On the valley floor in Livermore, Mirassou reports the very first signs of veraison in sangiovese grapes at the winery's home ranch along Tesla Road. Over in the eastern foothills, where he manages the prized Ghielmetti Vineyard, petite sirah is showing its first blush. "When we see that color and overall quality hanging on the vine, it's a lot easier to start to see what that quality will taste like in the finished product," he says.

But that color attracts an unwelcome presence: birds. Particularly in a drought year, when water and food sources can be limited, birds may eat entire clusters, or even worse, peck at grapes, emitting juice that drips and encourages disease, explains Prudy Foxx, a Santa Cruz viticulturist who works with dozens of vineyards, including Storrs Winery and Soquel Vineyards. "If the vineyards are not protected, it's like a Thanksgiving feast."
 
Veraison has begun in Napa Valley’s Carneros region. Here, pinot noir grapes from the Brown Ranch Vineyard begin to change from green to red.
Veraison has begun in Napa Valley's Carneros region. Here, pinot noir grapes from the Brown Ranch Vineyard begin to change from green to red. (Allison Cellini)

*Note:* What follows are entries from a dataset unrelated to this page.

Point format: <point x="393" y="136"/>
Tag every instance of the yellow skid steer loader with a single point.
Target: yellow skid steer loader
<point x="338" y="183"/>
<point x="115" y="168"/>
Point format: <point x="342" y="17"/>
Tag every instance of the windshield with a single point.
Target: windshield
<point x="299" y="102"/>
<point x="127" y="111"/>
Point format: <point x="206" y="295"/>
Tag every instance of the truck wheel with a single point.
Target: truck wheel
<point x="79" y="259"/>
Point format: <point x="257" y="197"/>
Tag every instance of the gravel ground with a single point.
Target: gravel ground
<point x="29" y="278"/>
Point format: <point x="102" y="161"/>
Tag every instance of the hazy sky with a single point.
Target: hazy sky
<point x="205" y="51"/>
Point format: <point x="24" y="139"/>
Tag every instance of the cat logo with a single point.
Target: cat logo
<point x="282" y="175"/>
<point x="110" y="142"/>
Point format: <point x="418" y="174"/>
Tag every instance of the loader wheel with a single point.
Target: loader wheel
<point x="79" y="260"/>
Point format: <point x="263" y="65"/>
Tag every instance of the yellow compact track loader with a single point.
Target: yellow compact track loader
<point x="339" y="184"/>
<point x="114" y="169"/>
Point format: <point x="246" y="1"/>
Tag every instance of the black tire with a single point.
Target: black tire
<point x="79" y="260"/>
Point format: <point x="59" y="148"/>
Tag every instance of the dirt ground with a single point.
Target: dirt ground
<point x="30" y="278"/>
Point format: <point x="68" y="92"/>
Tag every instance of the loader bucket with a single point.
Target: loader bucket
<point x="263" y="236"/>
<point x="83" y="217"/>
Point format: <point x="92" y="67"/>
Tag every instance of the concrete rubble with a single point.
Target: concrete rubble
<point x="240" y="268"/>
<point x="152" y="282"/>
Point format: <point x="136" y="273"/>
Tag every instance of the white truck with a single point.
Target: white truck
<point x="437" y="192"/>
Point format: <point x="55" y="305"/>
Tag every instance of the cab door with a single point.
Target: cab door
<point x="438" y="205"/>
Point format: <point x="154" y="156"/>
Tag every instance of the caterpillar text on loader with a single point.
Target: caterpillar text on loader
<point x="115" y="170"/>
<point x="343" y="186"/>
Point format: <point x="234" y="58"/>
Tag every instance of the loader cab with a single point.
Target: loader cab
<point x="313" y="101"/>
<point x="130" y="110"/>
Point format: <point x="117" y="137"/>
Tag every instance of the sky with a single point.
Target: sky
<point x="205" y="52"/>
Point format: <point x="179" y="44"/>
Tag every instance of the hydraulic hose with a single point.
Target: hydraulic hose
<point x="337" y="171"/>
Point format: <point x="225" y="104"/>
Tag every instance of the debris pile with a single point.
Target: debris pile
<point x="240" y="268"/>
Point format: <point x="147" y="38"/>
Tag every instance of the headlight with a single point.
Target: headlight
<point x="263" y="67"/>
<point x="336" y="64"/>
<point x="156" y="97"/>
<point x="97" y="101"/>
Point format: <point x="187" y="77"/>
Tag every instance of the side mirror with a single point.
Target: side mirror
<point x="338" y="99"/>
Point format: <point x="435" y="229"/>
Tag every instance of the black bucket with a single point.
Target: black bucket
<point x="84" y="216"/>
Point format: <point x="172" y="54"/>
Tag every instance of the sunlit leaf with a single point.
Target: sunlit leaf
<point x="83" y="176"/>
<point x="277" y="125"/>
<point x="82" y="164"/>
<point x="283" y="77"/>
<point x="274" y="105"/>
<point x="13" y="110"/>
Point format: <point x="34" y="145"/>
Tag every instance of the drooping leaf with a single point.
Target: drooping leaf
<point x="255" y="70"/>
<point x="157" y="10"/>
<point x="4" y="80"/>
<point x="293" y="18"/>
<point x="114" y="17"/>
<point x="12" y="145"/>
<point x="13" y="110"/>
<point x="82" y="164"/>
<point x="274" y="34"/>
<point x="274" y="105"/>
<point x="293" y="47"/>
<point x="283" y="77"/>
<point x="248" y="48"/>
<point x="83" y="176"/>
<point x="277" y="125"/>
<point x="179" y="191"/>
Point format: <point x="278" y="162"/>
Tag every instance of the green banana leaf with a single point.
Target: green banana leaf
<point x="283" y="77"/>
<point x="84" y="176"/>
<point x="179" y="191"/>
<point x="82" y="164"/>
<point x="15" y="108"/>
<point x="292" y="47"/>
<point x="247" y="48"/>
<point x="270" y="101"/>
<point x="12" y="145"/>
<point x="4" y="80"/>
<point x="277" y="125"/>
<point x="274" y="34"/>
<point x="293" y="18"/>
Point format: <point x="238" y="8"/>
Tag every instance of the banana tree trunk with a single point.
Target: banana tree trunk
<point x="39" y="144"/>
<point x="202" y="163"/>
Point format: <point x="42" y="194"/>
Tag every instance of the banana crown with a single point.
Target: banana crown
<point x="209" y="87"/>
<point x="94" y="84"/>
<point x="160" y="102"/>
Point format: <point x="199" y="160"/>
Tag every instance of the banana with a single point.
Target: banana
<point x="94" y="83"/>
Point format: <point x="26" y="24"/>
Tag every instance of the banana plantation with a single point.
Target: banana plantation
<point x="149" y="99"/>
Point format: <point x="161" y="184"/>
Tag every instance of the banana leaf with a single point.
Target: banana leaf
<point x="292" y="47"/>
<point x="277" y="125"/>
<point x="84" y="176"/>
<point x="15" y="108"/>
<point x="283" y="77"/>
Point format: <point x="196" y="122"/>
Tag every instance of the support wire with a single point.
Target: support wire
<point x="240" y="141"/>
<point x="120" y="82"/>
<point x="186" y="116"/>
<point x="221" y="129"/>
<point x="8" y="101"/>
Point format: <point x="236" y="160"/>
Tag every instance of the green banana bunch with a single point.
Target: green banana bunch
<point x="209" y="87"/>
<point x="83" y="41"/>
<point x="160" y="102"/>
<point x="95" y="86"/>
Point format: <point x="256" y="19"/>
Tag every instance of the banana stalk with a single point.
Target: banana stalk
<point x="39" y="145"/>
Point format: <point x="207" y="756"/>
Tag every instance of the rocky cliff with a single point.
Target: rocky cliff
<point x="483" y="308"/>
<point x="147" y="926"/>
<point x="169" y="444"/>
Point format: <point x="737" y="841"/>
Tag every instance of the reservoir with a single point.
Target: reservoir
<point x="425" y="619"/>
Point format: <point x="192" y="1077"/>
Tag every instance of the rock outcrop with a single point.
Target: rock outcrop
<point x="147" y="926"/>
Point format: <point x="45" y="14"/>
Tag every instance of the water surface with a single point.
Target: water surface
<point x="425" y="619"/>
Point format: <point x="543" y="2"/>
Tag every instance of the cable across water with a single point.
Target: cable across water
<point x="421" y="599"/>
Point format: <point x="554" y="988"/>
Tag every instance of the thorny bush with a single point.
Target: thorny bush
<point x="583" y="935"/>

Wineries resort to everything from netting and reflective mylar to bird cannons and predator bird call devices to scare them away, she says. Decades ago, when Foxx worked in Washington state, she would walk through the vineyards and play her clarinet at dawn. It seemed to work.'
 
"I think the advantage was that I could easily move around," she recalls.
 
But pests don't dampen the mood at this time of year. Viticulturists have another p-word on the brain -- phenolics -- those fascinating chemical compounds that affect taste, color, mouthfeel and tannin development of wine. Veraison is a sign of that, too.
Says Napa's Cellini: "This is that exciting time where we start developing what will actually become wine in the bottle."
 
p.s. I know nothing about wine growing, but I sure love what veraison means. It seems to represent what life is all about; earth's bounty brought to our table to be revered and cherished.